MR. SNOW: No, they pointedly have not been told not — there have been no orders to the generals about not asking for more troops. As a matter of fact, the President is constantly going at them, “What do you need?” And so I think that there’s going to be continuing close questioning of, “Do you need more? What do you do if you got a battalion or two more?”
Q If they needed more and asked for more, they would be sent?
MR. SNOW: Yes, ma’am.
Oh Lord. Pony sez thatthe fact that NATO generals are beggin for more troops in Afghanistan shows we are winning.
Q I also have a question about troops, the troops in Afghanistan, Tony. How does the administration feel about the NATO debate about sending more troops in? The President, of course, last night said that administration efforts have chased the Taliban from power, but they’re threatening in the south.
MR. SNOW: Well, they’re threatening in the — there are several things going on, Peter. And this actually — some of this answer is going to apply to Iraq, as well, so I’m going to broaden it beyond your original question. The strategy both in Iran and Iraq is to get more troops on the ground.
Q You mean Afghanistan.
MR. SNOW: What did I say? Yes, I’m sorry, Afghanistan. Thank you.
Furthermore, as we’ve talked about before, what’s going on now is that the Afghan government is beginning to extend its sphere of influence. For a very long time, as you know, it was confined around the area of Kabul, and now it is spreading. And, not surprisingly, you are not only seeing a push back from the Taliban, but you’re also seeing an attempt to try to figure out what NATO troops are made of, because there’s also been a transfer from U.S. forces in some places and NATO forces. And guess what? The NATO forces are also winning significant and lopsided victories on the battleground.
These are things that are somewhat predictable, and I think our planners have expected them. When you’re getting both the attempt to expand and extend the effective authority of the government, and also the transfers of military authority — because they’re going to try to test it out and they’re finding out that they’re losing.
Q Does your characterization of significant and lopsided victories extend to what’s happening in southern Afghanistan right now?
MR. SNOW: Yes, I mean, if you take a look at what’s been going on, there have been a number of operations where there have been heavy Afghan casualties. Now, it’s certainly not bloodless, because you have people on the Afghan side who are committed, they’re committed terrorists, they’re committed members of the Taliban. But you’re also seeing significant military action against them.
And finally, after a long absense, your Daily Les.
Q Tony, two questions. Joanne Drake, who is the Chief of Staff of the Reagan Library, she’s faxed Virginia’s Democrat U.S. Senate candidate James Webb the following two sentences: “Using the President’s name, image or likeness implies endorsement, which is neither fair nor respectful of any candidate, certainly after President Reagan’s death. At the direction of Mrs. Reagan, please refrain.” Question, does the President support Mrs. Reagan’s request of candidate Webb?
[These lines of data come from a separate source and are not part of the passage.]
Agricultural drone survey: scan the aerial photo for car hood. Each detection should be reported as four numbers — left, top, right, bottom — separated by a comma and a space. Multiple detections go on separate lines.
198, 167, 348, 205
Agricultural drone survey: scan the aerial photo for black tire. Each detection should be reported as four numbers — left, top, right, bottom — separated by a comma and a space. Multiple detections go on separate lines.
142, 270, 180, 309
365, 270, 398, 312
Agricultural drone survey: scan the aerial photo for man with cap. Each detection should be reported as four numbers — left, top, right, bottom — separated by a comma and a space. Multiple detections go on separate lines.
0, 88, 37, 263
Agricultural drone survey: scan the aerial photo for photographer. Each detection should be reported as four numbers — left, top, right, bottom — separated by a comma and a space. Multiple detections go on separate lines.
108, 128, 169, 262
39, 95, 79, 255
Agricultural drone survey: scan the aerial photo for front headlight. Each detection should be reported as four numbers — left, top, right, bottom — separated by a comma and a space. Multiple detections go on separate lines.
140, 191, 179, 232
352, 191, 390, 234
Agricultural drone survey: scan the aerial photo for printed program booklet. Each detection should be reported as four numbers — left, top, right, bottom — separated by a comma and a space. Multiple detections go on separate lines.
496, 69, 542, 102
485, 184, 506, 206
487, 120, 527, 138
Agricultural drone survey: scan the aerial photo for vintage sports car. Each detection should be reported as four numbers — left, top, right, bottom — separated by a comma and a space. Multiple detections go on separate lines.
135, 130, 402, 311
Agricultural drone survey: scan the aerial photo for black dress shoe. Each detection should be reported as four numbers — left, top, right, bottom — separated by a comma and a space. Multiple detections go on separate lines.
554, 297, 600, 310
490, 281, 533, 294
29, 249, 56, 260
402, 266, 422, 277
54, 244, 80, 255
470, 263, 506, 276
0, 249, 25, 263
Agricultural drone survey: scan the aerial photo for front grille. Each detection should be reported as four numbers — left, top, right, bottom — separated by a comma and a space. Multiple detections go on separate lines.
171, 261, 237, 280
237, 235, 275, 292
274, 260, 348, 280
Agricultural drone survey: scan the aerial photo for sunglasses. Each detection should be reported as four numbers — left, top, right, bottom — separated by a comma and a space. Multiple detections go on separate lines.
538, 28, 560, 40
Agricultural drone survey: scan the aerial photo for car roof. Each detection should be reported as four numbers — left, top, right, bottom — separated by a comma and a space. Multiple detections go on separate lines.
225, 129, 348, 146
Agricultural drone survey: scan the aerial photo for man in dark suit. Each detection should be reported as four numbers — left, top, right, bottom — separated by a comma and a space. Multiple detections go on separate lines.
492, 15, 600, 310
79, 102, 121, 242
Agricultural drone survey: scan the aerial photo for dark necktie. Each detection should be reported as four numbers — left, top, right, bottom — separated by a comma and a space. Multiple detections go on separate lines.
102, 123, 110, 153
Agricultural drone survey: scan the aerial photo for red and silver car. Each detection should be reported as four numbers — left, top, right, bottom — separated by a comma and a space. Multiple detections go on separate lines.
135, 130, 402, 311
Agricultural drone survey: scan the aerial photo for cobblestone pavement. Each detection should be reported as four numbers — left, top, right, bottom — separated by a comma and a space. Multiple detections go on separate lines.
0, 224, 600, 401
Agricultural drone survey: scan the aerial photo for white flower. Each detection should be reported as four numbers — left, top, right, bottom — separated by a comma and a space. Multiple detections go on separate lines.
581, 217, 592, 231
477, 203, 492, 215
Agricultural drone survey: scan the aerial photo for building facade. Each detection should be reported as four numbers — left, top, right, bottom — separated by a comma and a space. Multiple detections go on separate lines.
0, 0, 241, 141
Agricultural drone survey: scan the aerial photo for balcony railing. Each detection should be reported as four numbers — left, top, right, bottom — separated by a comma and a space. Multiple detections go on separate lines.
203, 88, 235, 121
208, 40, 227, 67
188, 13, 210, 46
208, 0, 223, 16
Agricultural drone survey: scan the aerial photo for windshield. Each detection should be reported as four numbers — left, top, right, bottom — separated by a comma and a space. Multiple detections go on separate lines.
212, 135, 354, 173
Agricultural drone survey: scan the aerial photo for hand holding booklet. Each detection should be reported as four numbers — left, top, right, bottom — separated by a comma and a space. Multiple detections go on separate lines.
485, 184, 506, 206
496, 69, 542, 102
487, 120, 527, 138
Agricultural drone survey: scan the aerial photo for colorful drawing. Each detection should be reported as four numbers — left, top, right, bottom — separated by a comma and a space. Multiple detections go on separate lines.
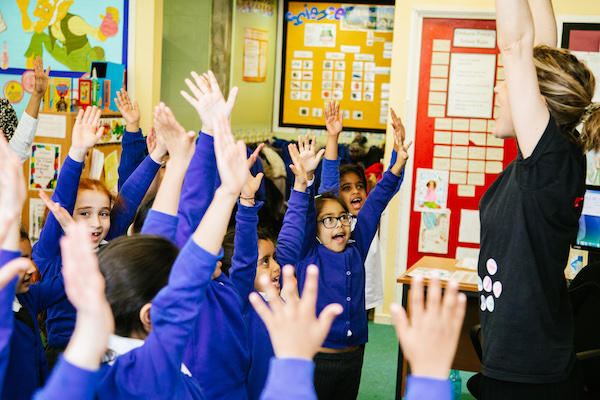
16, 0, 119, 71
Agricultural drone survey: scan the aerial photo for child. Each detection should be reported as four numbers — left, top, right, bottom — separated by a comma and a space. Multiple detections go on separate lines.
296, 123, 411, 399
319, 102, 404, 310
33, 107, 166, 367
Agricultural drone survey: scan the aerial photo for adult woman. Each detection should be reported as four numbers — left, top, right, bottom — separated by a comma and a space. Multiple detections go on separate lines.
479, 0, 600, 399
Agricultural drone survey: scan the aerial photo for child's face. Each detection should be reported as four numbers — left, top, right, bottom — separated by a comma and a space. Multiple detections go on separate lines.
340, 173, 367, 215
254, 239, 281, 292
317, 200, 351, 253
15, 258, 37, 294
73, 190, 110, 247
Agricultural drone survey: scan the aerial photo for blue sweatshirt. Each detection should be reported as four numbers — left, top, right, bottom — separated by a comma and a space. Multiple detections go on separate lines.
96, 240, 223, 400
260, 357, 452, 400
0, 250, 21, 394
296, 171, 400, 349
118, 129, 148, 190
34, 356, 99, 400
1, 273, 66, 400
32, 156, 160, 348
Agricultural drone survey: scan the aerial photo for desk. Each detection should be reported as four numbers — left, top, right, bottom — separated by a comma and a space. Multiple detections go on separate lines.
396, 256, 481, 400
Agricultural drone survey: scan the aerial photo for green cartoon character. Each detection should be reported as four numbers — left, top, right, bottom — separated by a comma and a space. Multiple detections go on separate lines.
16, 0, 119, 71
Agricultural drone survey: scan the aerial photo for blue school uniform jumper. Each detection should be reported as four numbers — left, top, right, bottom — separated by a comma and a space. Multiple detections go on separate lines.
32, 156, 160, 348
143, 132, 250, 400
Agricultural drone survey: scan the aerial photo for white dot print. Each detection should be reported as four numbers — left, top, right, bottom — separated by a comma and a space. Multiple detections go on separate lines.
492, 281, 502, 298
483, 275, 492, 292
485, 258, 498, 275
485, 296, 494, 312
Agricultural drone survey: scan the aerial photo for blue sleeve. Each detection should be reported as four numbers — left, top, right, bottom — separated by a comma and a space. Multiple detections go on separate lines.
260, 357, 317, 400
118, 129, 147, 190
141, 209, 179, 243
31, 156, 83, 279
229, 200, 263, 310
275, 189, 314, 267
388, 150, 404, 197
0, 250, 21, 388
27, 272, 67, 315
404, 375, 452, 400
319, 158, 340, 196
175, 132, 217, 248
112, 240, 223, 399
106, 156, 161, 240
33, 355, 99, 400
353, 171, 400, 262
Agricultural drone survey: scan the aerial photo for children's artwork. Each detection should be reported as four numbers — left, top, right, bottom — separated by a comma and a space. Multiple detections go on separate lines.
29, 143, 60, 190
104, 150, 119, 193
29, 197, 46, 246
414, 168, 449, 213
98, 118, 125, 143
419, 209, 450, 254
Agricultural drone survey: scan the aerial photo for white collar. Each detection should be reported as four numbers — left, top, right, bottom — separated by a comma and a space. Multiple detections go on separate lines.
102, 335, 192, 376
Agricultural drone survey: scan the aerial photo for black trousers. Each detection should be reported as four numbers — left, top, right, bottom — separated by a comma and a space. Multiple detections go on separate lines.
478, 363, 584, 400
314, 344, 365, 400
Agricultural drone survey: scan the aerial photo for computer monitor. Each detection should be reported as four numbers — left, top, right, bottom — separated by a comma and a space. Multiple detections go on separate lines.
573, 185, 600, 252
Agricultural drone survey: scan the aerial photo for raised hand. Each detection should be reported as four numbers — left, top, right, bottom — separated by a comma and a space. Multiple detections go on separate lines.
325, 101, 344, 137
33, 57, 50, 96
60, 222, 115, 370
390, 277, 467, 379
154, 103, 196, 162
181, 71, 238, 136
69, 106, 104, 162
213, 114, 249, 197
115, 88, 140, 132
298, 134, 325, 180
250, 265, 343, 360
38, 190, 75, 232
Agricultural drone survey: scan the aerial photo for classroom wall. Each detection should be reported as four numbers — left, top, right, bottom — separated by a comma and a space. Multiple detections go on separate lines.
375, 0, 600, 323
155, 0, 212, 131
230, 4, 278, 133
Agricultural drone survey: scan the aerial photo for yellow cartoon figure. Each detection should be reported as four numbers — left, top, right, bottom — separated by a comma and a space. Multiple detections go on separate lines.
16, 0, 119, 71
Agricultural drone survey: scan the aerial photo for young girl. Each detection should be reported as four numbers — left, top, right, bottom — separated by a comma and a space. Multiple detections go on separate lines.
33, 107, 166, 366
478, 0, 600, 399
319, 102, 404, 310
296, 126, 411, 399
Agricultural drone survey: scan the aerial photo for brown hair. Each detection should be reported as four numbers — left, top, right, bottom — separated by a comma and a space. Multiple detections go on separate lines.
533, 46, 600, 152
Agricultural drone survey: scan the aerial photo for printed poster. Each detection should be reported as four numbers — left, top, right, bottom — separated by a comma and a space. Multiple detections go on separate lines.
419, 209, 450, 254
414, 168, 450, 213
29, 143, 61, 190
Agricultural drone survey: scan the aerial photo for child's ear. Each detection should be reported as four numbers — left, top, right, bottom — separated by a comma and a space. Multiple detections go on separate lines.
140, 303, 152, 334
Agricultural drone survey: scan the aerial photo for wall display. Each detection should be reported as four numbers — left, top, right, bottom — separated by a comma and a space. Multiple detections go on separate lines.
406, 18, 517, 265
0, 0, 129, 115
279, 0, 394, 132
29, 143, 61, 190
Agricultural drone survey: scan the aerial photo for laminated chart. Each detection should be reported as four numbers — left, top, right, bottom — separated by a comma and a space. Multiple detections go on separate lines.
279, 1, 394, 132
408, 18, 517, 265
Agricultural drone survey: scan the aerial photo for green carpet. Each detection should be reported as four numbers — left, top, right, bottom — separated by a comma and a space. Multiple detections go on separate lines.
358, 322, 475, 400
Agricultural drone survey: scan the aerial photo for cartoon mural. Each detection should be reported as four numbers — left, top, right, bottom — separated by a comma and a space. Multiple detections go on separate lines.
16, 0, 119, 71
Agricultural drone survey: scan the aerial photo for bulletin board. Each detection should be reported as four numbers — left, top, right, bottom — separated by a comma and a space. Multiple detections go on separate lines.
407, 18, 517, 266
279, 0, 394, 133
0, 0, 129, 115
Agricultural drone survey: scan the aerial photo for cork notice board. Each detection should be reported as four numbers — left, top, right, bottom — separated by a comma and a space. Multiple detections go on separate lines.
279, 0, 394, 132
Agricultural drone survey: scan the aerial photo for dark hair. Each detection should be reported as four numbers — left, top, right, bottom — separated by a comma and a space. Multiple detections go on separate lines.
131, 193, 156, 233
221, 224, 275, 276
98, 235, 179, 337
340, 164, 367, 188
315, 192, 349, 218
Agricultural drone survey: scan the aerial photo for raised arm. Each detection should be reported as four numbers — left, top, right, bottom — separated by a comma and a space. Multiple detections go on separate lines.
9, 57, 50, 163
495, 0, 552, 158
32, 107, 104, 272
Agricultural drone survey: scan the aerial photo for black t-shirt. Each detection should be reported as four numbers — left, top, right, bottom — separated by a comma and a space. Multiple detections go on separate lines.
478, 117, 585, 383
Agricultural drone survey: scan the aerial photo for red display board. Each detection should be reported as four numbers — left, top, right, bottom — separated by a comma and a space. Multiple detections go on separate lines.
407, 18, 517, 266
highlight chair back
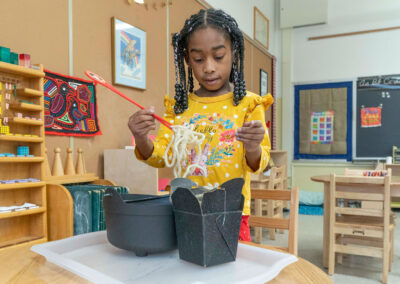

MR. SNOW: The President is aware of it.
Q Does he support it? Are you suggesting he doesn’t support this —
MR. SNOW: Are you suggesting that the President sits around and reviews each and every campaign commercial and tries to decide — I’m not sure we might have a McCain-Feingold violation if I even comment on this. (Laughter.)
Q — that he wants to avoid this?
MR. SNOW: No, I just think — I hate to say it, Les, but you’ve done it again — (laughter) — asked me a completely inappropriate and irrelevant question.